- Born: Leslie Spencer Hearnshaw 1907
- Died: 1991 (aged 83–84)
- Education: King's College School Christ Church, Oxford King's College London
- Spouse: Gwenneth Dickens ​ ​(m. 1937⁠–⁠1991)​
- Children: John Hearnshaw
- Scientific career
- Fields: Psychology
- Workplaces: Victoria University of Wellington Liverpool University

= L. S. Hearnshaw =

English psychologist and historian

Leslie Spencer Hearnshaw (1907–1991) was an English psychologist and historian of psychology.

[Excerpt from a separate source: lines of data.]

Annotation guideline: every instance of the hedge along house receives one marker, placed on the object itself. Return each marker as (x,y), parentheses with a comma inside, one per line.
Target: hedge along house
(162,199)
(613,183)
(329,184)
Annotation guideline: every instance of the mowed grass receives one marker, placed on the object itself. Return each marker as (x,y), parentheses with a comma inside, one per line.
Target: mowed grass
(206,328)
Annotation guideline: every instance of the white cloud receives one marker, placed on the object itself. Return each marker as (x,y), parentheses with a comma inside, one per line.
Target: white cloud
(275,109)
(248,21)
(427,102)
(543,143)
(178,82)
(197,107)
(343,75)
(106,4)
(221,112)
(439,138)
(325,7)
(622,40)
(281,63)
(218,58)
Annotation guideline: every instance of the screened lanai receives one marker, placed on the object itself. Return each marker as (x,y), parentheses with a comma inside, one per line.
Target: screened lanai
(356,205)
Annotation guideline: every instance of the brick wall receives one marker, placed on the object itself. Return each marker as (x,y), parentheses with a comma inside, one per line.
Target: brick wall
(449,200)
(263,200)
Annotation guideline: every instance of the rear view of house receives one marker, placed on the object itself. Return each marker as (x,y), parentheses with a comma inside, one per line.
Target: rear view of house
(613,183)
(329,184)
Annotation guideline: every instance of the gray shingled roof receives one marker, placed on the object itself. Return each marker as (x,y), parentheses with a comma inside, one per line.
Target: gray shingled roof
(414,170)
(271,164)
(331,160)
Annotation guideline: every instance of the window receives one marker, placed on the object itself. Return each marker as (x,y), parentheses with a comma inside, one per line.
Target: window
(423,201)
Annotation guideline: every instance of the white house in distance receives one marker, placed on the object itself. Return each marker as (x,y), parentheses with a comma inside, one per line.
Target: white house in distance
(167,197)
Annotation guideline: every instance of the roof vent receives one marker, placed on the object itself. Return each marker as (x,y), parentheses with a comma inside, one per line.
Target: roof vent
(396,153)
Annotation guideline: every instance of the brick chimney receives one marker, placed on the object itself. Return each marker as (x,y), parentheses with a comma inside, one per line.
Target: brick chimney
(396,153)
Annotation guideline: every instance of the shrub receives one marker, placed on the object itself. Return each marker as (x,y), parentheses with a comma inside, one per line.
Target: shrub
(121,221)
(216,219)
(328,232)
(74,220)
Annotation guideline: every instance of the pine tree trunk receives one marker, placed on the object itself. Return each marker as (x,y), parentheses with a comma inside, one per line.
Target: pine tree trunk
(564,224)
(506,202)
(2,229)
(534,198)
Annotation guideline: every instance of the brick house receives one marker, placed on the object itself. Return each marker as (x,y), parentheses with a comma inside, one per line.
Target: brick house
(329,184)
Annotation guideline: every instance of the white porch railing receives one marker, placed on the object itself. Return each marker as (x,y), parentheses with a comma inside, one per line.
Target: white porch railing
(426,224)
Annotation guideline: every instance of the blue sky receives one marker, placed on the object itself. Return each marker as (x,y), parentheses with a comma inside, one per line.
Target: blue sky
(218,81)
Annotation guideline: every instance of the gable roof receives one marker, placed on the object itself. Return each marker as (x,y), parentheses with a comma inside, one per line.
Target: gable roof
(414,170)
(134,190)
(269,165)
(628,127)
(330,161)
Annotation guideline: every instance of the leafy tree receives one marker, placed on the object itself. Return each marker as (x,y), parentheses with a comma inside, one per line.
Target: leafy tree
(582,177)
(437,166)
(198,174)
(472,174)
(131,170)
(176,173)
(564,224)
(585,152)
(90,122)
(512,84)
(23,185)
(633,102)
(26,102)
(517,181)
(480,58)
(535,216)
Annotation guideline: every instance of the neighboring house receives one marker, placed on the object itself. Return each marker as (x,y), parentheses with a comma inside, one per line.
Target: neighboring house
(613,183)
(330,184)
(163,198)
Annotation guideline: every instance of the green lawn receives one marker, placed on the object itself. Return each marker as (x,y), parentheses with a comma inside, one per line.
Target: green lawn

==Education and academic career==
Hearnshaw attended King's College School, Christ Church, Oxford, and King's College London. He served as the first director of the industrial psychology division of the Department of Scientific and Industrial Research in New Zealand from 1942 to 1947, and he taught at Victoria University of Wellington in that country from 1937 to 1947. He returned to England in 1947 to become professor of psychology at Liverpool University, a position he held until his retirement in 1975. He served as president of the British Psychological Society from 1955 to 1956.

==Cyril Burt==
Hearnshaw delivered a eulogy in memory of British psychologist Cyril Burt on 10 October 1971. He was the author of a 1979 biography of Burt that had been approved in advance by Burt's sister. It was also based on many of Burt's private papers, which has led to it being considered to be his definitive and authoritative biography. Before he started to write the biography, Hearnshaw's opinion of Burt was very favorable, as evidenced by Hearnshaw's respectful tone in his eulogy. However, while doing research for the book, he became convinced of the accusations of scientific fraud previously leveled against Burt. The biography has been credited with convincing the British Psychological Society to officially accept that Burt had committed fraud.

==Personal life==
The son of history professor F. J. C. Hearnshaw, L. S. Hearnshaw married Gwenneth Dickens in 1937. He died in 1991 and Dickens died in 1993. He was survived by his son, John Hearnshaw, a professor at the University of Canterbury in Christchurch, New Zealand.

==Publications==
- Hearnshaw, L.S. (1986). The Shaping of Modern Psychology. London: Routledge.
- Hearnshaw, L.S. (1979). Cyril Burt, psychologist. London: Hodder & Stoughton.
- Hearnshaw, L.S. (1966). A Short History of British Psychology 1840-1940. London: Methuen.